Bediüzzaman, bir mahkemedeki ifadesinde, “bize nurcu adını gazeteciler taktı. Ve bunda ısrar ettiler. Madem öyle, bundan vazgeçmiyorlar, biz de, nur kötü bir şey değil diyerek kabul ettik” demiştir.

Bediüzzaman’ı sözde büyütmek için nerdeyse tüm İslam büyüklerini silip onu onların üzerine çıkarmak, giderek onu adeta İslam’dan koparıp yeni bir yol icat etmiş biri gibi sunmak, hem İslam’a, hem Bediüzzaman’a büyük bir haksızlıktır. Devri icabı, “İslam” diyemediği için “nur” demiştir. Nur, İslamdır. Bediüzzaman sağken, Risale-i Nur vasıtasıyla İslam’a dönenlere “talebe” deniyordu. Bunlar, birkaç bin kişiydi. Yer yer Risale-i Nur’da daha fazla bir sayıya rastlanırsa, bunun sebebi Müslümanları manen kendi talebesi saymasıdır Bediüzzaman’ın. Bu da yanlış bir zehap değildir. Risale-i Nur’u okuyanalar, tevhid inançlarını güçlendirecek bir fayda görmüşlerdir. İslamın birçok konusunu güçlü kanıtlarla insana kabul ettirecek bir eserdir Risale-i Nur.

Öteki dünya, namaz ve oruç konusunda ve daha birçok konuda birçok İslami bilgi ve düşünceyi havi bir külliyattır.

BEDİÜZZAMAN, ŞAHSIYLA DA MÜSLÜMANLARA BÜYÜK BİR ÖRNEKTİR

Bediüzzaman, şahsıyla da müslümanlara büyük bir örnektir. Riyazetli ve çileli hayatı, hapisleri ve hatta ölümü hiçe sayan irade, cesaret ve idealizmiyle büyük bir mücahit, lider ve kendine özgü düşünceleri olan bir alim ve düşünürdür. Tabii ki, fikirlerini bir nas gibi kabul etmek, onlara yanılmazlık atfetmek yanlış olur. Düşüncelerini zaman içinde değerlendirmek gerekir. Kendisi ve Risale-i Nur hakkındaki ifadelerini, zamanının dehşetli baskısı düşünülürse, talebelerine moral vermek için zarureten başvurulmuş bir üslup meselesi gibi görüp hoşgörüyle karşılamak, ama bugün için tıpatıp geçerli kabul edilemeyeceğini bilmek gerekir.”
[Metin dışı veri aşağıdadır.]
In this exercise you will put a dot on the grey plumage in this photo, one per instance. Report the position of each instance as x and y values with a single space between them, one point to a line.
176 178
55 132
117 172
RİSALE-İ NUR ANADOLU’DA YENİ BİR KÜLTÜR AKIMI DOĞURDU

“Risale-i Nur’un son derece etkili bir sesi ve üslubu vardır, Risale-i Nur'un tek insandan aydın insana kadar büyük bir kütleyi yeniden İslam kültürü ve inancıyla eğittiğini adeta Anadolu’da yeni bir kültür akımı doğurduğunu ve bir kültür savaşına girdiğini görmemek mümkün değildir.”

HABERE YORUM KAT
YORUM KURALLARI: Risale Haber yayın politikasına uymayan;
Küfür, hakaret, rencide edici cümleler veya imalar, inançlara saldırı içeren, imla kuralları ile yazılmamış,
Türkçe karakter kullanılmayan ve BÜYÜK HARFLERLE yazılmış yorumlar
Adınız kısmına uygun olmayan ve saçma rumuzlar onaylanmamaktadır.
Anlayışınız için teşekkür ederiz.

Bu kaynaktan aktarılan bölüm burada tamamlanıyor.